Pottawatomie County, Excise Board v. Standish Pipe Line Co.

115 P.2d 118 | Okla. | 1941

This is an appeal by the excise board of Pottawatomie county from a judgment of the Court of Tax Review sustaining a protest against an additional five-mill ad valorem levy voted by the citizens of independent school district No. 112, in said county, for the tax year 1940-1941, allegedly pursuant to section 10, art. 10, of the Constitution.

The question for determination is whether an additional levy voted at an election called and advertised by the school board for the purpose of raising revenue to erect two rooms as additions to the present school building, and to purchase equipment therefor, is void, and subject to cancellation as being in excess of the powers granted by section 10, above. The election resulted in a unanimous vote in favor of the levy.

Said section 10 provides as follows:

"For the purpose of erecting public buildings in counties, cities, or school districts, the rates of taxation herein limited, may be increased, when the rate of such incerase and the purpose for which it is intended shall have been submitted to a vote of the people, and a majority of the qualified voters of such county, city, or school district, voting at such election, shall vote therefor: Provided, That such increase shall not exceed five mills on the dollar of the assessed value of the taxable property in such county, city, or school district."

Protestants say the express power to call an election to vote an additional levy for the purpose of erecting a building does not carry with it the implied power to include in said election the question of raising revenue for purchasing equipment, and that an election called for both purposes is void, thus rendering the levy illegal.

The excise board takes the contrary view.

In Oklahoma County Excise Board v. J. M. Kurn et al.,189 Okla. 203, 115 P.2d 113, this day decided, we held that the express power granted by section *202 10 to increase by vote of the people the rate of taxation limited by the Constitution for the purpose of erecting such public buildings carries with it the implied power to apply a portion of the proceeds derived from such increase to the purchase of similar equipment for such newly constructed buildings.

What we said in that case in arriving at the above conclusion well applies here.

The express power granted by said section 10 to increase by vote of the people the rate of taxation limited by the Constitution "for the purpose of erecting public buildings in counties, cities, or school districts" carries with it the implied power to increase by vote of the people the rate of taxation for the purpose of purchasing equipment for such newly constructed buildings.

Since the power is granted to include in the building levy the cost of equipping such building, said levy was not invalidated by giving the voters notice of such intended purpose.

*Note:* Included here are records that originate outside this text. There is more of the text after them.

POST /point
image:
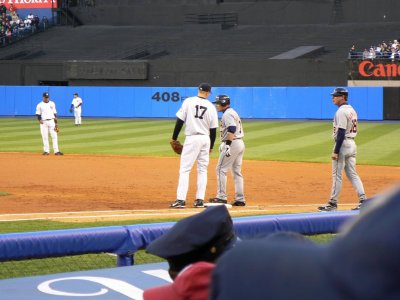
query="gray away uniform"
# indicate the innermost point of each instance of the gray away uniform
(346, 118)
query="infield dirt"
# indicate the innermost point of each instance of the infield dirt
(79, 183)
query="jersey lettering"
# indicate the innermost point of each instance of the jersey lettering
(203, 111)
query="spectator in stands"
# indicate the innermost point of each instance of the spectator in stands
(191, 247)
(45, 22)
(363, 262)
(371, 54)
(36, 22)
(30, 16)
(394, 54)
(8, 36)
(365, 53)
(3, 9)
(12, 9)
(3, 37)
(353, 52)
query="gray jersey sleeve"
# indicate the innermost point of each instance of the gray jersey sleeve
(231, 118)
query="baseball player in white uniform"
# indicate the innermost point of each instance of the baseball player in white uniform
(47, 115)
(345, 128)
(231, 152)
(201, 121)
(76, 107)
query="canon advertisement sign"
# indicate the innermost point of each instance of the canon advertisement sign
(374, 70)
(23, 4)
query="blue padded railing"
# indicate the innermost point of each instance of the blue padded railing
(126, 240)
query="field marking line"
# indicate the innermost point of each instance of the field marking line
(117, 215)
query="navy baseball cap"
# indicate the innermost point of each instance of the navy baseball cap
(340, 92)
(205, 87)
(200, 237)
(192, 283)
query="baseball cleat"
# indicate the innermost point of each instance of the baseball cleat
(199, 203)
(328, 207)
(217, 200)
(358, 207)
(178, 204)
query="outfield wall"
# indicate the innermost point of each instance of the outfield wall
(163, 102)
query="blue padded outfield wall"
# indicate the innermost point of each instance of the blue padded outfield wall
(163, 102)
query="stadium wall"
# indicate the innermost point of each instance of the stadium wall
(264, 12)
(164, 102)
(176, 72)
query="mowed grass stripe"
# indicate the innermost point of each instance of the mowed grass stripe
(378, 143)
(84, 134)
(291, 140)
(390, 147)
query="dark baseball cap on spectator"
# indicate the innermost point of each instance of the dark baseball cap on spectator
(205, 87)
(200, 237)
(192, 283)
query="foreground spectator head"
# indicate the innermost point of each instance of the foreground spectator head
(362, 263)
(201, 237)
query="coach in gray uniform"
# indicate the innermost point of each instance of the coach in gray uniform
(231, 152)
(345, 129)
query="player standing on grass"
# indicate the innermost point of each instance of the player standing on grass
(345, 129)
(47, 116)
(76, 108)
(201, 121)
(231, 152)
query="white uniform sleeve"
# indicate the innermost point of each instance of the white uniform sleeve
(54, 107)
(38, 110)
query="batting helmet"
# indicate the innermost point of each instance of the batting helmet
(340, 92)
(222, 100)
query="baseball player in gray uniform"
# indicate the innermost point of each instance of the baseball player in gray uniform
(345, 128)
(47, 115)
(201, 121)
(76, 107)
(231, 152)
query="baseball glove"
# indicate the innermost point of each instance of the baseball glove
(176, 146)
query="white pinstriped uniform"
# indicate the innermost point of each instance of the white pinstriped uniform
(199, 115)
(47, 111)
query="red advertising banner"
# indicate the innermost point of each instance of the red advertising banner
(377, 69)
(23, 4)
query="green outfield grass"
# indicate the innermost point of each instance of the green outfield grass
(307, 141)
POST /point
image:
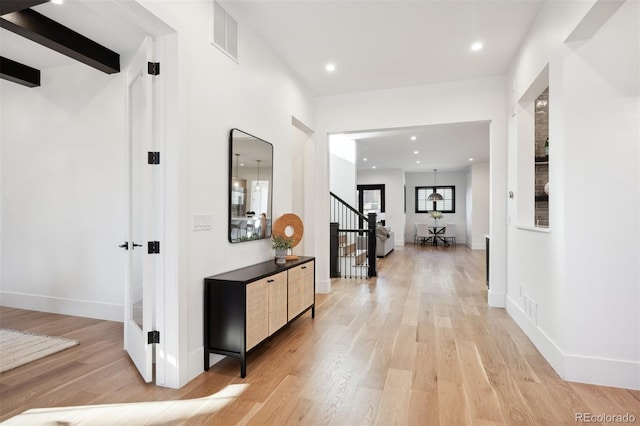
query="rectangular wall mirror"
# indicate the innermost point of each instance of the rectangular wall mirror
(250, 187)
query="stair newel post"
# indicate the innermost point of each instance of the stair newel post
(334, 257)
(371, 251)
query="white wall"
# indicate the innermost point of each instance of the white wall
(63, 193)
(258, 95)
(477, 100)
(584, 284)
(457, 179)
(393, 179)
(478, 219)
(342, 181)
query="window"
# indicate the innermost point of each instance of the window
(225, 31)
(447, 205)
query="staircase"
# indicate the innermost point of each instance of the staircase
(353, 250)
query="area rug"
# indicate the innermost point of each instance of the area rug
(21, 347)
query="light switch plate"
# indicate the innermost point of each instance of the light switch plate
(202, 222)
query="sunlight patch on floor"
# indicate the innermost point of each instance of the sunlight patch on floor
(137, 413)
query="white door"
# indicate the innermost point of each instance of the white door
(138, 318)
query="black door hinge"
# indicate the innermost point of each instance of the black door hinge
(153, 247)
(153, 337)
(153, 68)
(153, 158)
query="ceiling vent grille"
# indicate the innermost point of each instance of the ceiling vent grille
(225, 31)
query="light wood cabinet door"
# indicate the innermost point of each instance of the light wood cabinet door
(257, 313)
(301, 288)
(277, 301)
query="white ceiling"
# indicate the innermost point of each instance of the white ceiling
(445, 147)
(386, 44)
(375, 45)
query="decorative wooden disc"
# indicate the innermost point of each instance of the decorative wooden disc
(283, 222)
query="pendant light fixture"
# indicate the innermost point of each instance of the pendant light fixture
(237, 177)
(434, 196)
(258, 181)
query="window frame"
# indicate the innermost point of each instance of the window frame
(434, 189)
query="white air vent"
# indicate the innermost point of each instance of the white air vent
(225, 31)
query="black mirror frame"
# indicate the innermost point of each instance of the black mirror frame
(230, 185)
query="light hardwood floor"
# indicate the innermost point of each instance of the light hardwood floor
(417, 345)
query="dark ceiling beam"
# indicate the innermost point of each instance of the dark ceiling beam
(47, 32)
(19, 73)
(9, 6)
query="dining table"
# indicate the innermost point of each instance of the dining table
(438, 234)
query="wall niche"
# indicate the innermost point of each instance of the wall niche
(541, 175)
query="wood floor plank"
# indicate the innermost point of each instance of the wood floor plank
(417, 345)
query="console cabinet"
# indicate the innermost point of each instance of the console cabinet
(243, 308)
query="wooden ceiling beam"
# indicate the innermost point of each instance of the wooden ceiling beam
(9, 6)
(19, 73)
(49, 33)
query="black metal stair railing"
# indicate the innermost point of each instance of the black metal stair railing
(352, 241)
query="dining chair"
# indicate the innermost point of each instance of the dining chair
(450, 234)
(422, 233)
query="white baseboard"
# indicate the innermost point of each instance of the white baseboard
(60, 305)
(577, 368)
(495, 299)
(602, 371)
(547, 347)
(476, 246)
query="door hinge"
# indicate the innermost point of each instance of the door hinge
(153, 68)
(153, 337)
(153, 247)
(153, 158)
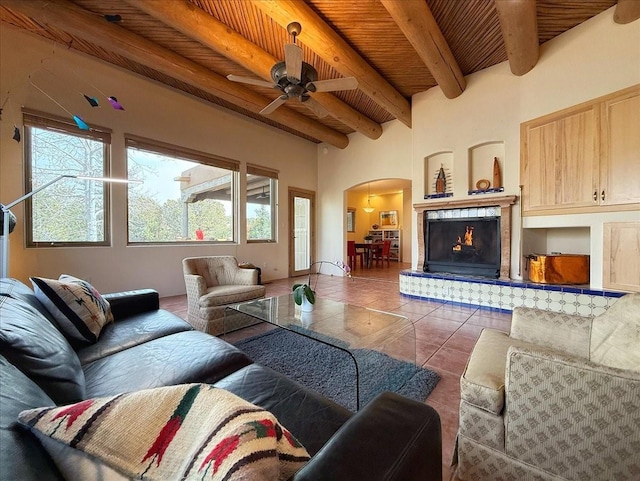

The very purpose of the notice of an election is to inform the voters on the specific purpose thereof. Jewett et al. v. School Dist. No. 25 in Fremont Co., 49 Wyo. 277,54 P.2d 546; Midland Special School Dist. of Sebastian County, Ark., v. Central Trust Co. of Illinois, 1 F.2d 124. Such equipment being authorized, it is presumed that the school board will expend funds only for the necessary equipment which permanently becomes a part of such newly constructed buildings.

The protest is denied.

WELCH, C. J., CORN, V. C. J., and RILEY, OSBORN, BAYLESS, HURST, and ARNOLD, JJ., concur. GIBSON, J., dissents.